Newborn among migrants reaching Italy after rescue off Libya
The first of more than 3,500 would-be migrants picked up off the coast of Libya in recent days arrived Wednesday in Italy, as Rome pressures other countries into taking their share.
The early morning saw a coast guard vessel with 481 migrants aboard reach the southern Sicilian port of Pozzallo, while the Phoenix vessel of Maltese NGO Moas began disembarking 422 more further up the coast at Trapani.
One migrant was a newborn Cameroonian named Christ, whose mother gave birth to him Tuesday aboard a rickety wooden boat.

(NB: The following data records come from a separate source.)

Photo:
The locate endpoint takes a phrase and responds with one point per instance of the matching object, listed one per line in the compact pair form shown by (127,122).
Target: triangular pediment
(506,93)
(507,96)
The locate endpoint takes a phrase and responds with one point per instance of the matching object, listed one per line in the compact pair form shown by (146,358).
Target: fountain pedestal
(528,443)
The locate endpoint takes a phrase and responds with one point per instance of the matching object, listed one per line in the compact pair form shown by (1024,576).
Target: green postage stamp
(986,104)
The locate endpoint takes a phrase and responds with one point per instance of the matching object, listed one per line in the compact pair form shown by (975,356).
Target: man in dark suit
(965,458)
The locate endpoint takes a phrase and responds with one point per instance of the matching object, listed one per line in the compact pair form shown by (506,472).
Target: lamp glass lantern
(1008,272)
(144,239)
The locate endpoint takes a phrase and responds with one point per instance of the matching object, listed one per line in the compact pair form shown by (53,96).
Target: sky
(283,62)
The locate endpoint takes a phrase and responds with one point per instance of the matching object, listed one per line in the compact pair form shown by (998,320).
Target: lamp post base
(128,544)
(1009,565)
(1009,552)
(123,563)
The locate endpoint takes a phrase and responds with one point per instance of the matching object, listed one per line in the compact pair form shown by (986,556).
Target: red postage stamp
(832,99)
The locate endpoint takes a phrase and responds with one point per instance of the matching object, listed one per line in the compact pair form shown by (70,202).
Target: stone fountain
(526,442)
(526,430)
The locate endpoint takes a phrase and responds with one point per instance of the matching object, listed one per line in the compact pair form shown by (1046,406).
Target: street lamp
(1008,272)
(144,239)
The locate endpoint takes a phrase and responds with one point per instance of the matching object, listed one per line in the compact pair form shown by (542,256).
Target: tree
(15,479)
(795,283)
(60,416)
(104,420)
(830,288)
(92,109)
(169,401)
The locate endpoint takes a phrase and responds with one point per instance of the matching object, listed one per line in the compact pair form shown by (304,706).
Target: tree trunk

Rescuers applauded as she made her way up a ladder to haul herself on to the Aquarius, a vessel chartered by SOS Mediterranee and MSF.
The little boy's father has still to attempt the hazardous trip to Europe from Libya.
MSF midwife Alice Gautreau tweeted how she cut the child's umbilical cord.
"Little Christ is doing fine, his mother too. But it would have been better for both if she had not had to give birth in the middle of the Mediterranean, surrounded by 100 men," Gautreau added.
Vessels from four other NGOs -- Medecins sans Frontieres (MSF), SOS Mediterranee, Save the Children and ProActiva Open Arms -- were on their way to Italian ports with a cargo of some 2,700 more migrants, including many children, picked up Tuesday, those organisations said.
Italy has been urging its EU partners to make a "concrete contribution" to dealing with the crisis both in terms of trying to limit departures from Libya and also taking in a portion of those who survive the perilous journey.
Italian Prime Minister Paolo Gentiloni warned last week that his country did not have "unlimited" capacity to keep taking people having already accepted around 85,000 of the 100,000 people who have arrived this year.
EU interior ministers last week pledged to back an urgent European Commission plan to help Italy by earmarking 35 million euros ($40 million) in aid.
The issue was high on the agenda of Wednesday talks in the northeastern city of Trieste between Gentiloni, French President Emmanuel Macron and German Chancellor Angela Merkel attending a Western Balkans summit.